Behind open connections (can be a database, message broker, socket for sending logs and any other open connection);
For static variables, they will be relevant only within the framework of one worker's work, but are available in different requests, ideally refuse them or use them with a full understanding of how late static binding works;
Clearing memory (there are some nuances here, the Zend VM itself, in which the code runs, is not ideal, so memory leaks can occur due to poor code organization and there is no way to get rid of them).

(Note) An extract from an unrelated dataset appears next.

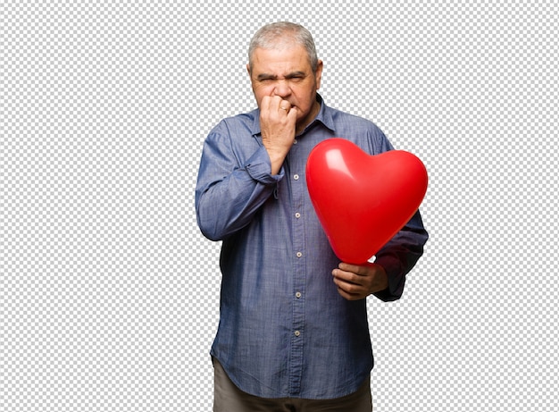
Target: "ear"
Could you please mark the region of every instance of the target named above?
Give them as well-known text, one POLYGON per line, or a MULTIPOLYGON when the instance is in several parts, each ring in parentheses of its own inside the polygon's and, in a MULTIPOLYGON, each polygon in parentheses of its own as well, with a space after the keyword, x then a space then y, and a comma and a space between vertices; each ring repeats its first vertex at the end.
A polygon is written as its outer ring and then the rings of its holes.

In real projects, a PHP script most often waits for a response from external systems, such as a database. While waiting, PHP consumes almost no processor resources, but uses registered RAM. I posted an example of the code on github:

As a result of the test I got:

User cpu: 6.048ms, system cpu: 3.629ms, memory: 0.38MB, memory real usage: 2.00MB, total time: 3.009s

This means that we occupied the worker for 3 seconds, but in reality we only used 3.5ms of CPU time, the rest of the time we were just waiting.

Conclusion

All this suggests that PHP is not suitable for use in high-load projects in its pure form. Opcache with preload, jit, roadrunner, which help reduce the initialization moment, do not solve the problem of synchronous execution of requests to external systems, and 90% of the code consists of receiving data from a stateful system, transforming and outputting the result and/or passing it further to a stateful system. But do not rush to get upset and reject the language, in most cases, even in relatively large projects, it is not necessary to withstand heavy loads and processing requests within one second is acceptable and writing business logic in this language is quite simple.

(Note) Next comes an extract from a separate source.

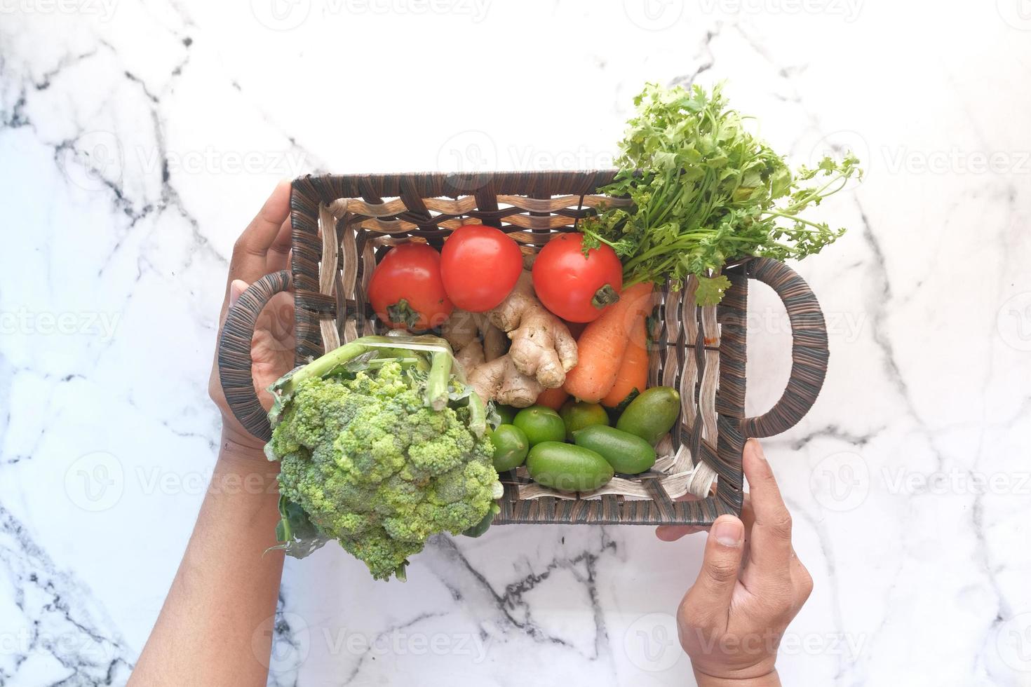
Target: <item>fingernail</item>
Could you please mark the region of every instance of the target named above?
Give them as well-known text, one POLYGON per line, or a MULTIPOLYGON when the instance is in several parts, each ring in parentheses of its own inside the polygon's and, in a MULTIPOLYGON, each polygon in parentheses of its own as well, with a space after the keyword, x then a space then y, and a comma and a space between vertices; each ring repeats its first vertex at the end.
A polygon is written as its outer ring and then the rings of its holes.
POLYGON ((717 520, 712 525, 712 537, 724 546, 739 546, 744 535, 744 525, 737 518, 717 520))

P.S. For me personally, PHP has become a close PL, although I work with different languages, golang, java, c-lang… these are excellent languages for their purposes, each has its pros and cons. Understanding the essence of how different languages work and what are the disadvantages of PHP, I want to continue talking about the language and its capabilities. For example, I managed to create a web server using swoole version 5 (previous versions were really bad), which, by accessing the database and giving a response, can simultaneously process a large number of connections without problems with processing requests at one time.